Abstract 85P
Background
Osteosarcoma is an aggressive malignancy with a broad profile of drug resistance in patients who relapse or are refractory to first-line chemotherapy. Lacking specific therapeutic targets, alternative approaches are required to optimize antineoplastic therapy. By utilizing extensive datasets for drug sensitivity profiling based on neoplastic cell lines, we applied an artificial intelligence algorithm to explore new therapeutic approaches using transcriptomic data.
Methods
We analyzed the gene expression profile of 12 FFPE samples from pediatric osteosarcoma patients. The algorithm developed at Bio@SNS of the Scuola Normale Superiore leverages existing datasets (GDSC, PRISM) to create predictive models of drug sensitivity. The machine learning model was trained on transcriptomic data from cell lines to predict the growth inhibitory concentration (IC50). Language models were employed to expand descriptions of drug mechanisms of action, highlighting genes/pathways involved in drug response.
Results
We obtained sensitivity scores for 280 antineoplastic drugs, with the model identifying key genes involved in targeted pathways. The 12 samples were grouped based on their drug sensitivity profiles. To validate the model's predictions, representative samples with specific drug sensitivities will be identified, strengthening the model's reliability and clinical translatability.
Conclusions
The model represents a paradigm shift in osteosarcoma research, offering a powerful tool for future explorations.
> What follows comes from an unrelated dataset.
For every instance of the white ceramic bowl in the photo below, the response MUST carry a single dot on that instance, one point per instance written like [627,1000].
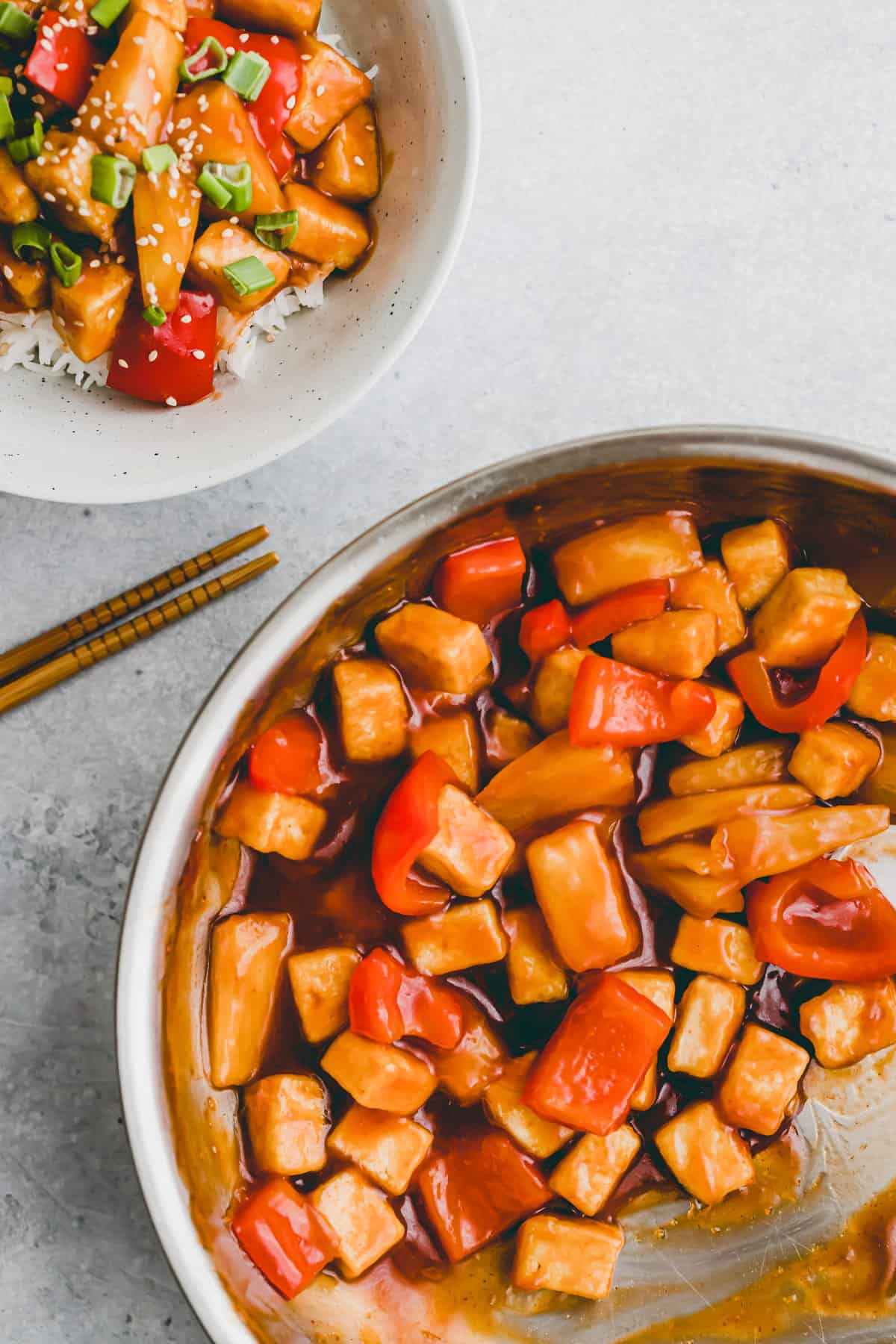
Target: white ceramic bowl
[60,444]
Based on the results and the study of the most common pathways targeted by the most effective drugs, we can compile a list of potential new drugs for in vitro testing on primary osteosarcoma cells and subsequent clinical translation. By utilizing these high-throughput platforms and broader drug sets on diverse patient cohorts, our findings promise advances in osteosarcoma treatment, offering new hope to patients and clinicians.
Clinical trial identification
Editorial acknowledgement
Legal entity responsible for the study
Fondazione Pisana per la Scienza.
Funding
Has not received any funding.
Disclosure
All authors have declared no conflicts of interest.